In the second version, the story says that around 1386, during the completion of the town, the lord locked a beautiful girl up in his castle. She understood very fast what was going to happen to her and, catching sight of the St. Nicholas church, started praying the saint, promising to thank him if she could escape. Unfortunately, she felt in the hands of the lord's soldiers, who wanted to do what they thought their master had done. She looked around to find some help but saw only two female ducks on the water of the pond, which has since been dried up. She prayed St. Nicholas, begging him to allow the animals to be witnesses of her innocence and to make them accomplish every year her wish on her behalf if she had to lose her life. She managed to escape from the soldiers but died, apparently of fear, a bit later. She was buried in the St.
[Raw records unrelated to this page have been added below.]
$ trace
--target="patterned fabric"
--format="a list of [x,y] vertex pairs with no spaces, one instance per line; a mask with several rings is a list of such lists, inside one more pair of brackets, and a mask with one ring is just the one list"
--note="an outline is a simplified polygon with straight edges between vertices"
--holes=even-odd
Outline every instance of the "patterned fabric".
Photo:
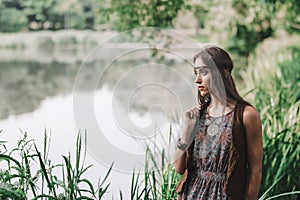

Nicholas churchyard. The same year, during the translation of the relics of St. Nicholas, while the crowd was flocking to the relics, a female duck came in the church with her ducklings. She fluttered near the picture of the saint, flew to the altar and saluted the crucifix. Then, she came back near the picture of the saint and stayed there until the end of the service. At this moment, she flew with all of her ducklings, except one, who stayed in the church.
The story became so famous and reported in many documents dating from the following centuries, so that Montfort-sur-Meu became Montfort-la-Cane for more than 300 years. Every appearance of the female duck in the church was duly reportee. The last event is dated from 8 May 1739. However, as only the archives dating from later than the 15th century have been kept, many stories are missing even though, as an ecclesiastic said, "In the past, these events became so common that we were not taking time to report them anymore".

Montfort-sur-Meu (then Montfort-la-Cane) is the birth place of St. Louis de Montfort (Louis-Marie Grignion de Montfort; 1673-1716, canonized in 1947 by Pope Pius XII), a priest and missionary who founded or inspired the congregations grouped in the Montfort family. Due to his particular devotion to the Blessed Virgin and his spiritual writings (Le secret admirable du très saint rosaire; Traité de la vraie dévotion à la Sainte Vierge), Montfort is considered as one of the founders of mariology. He also composed several hymns and canticles used for evangelization by his followers.

Olivier Touzeau & Ivan Sache, 9 October 2021


Flag of Montfort-sur-Meu

The flag of Montfort-sur-Meu (photo, photo), used at least since 2014, is white with the municipal logo.
The former flag of Montfort-sur-Meu (photo) was blue with the municipal arms "Argent a cross moline gules gringolée of eight snake's heads or", surmounted by a golden crown, and the name of the municipality below. The arms were those of the Gaël-Montfort family. According to Nicolas Viton de Saint-Alais (Dictionnaire encyclopédique de la noblesse de France, 1816), gringolé comes from gargouille, "a gargoyle", referring to the gargoyle's open mouth often decorated with snake's heads.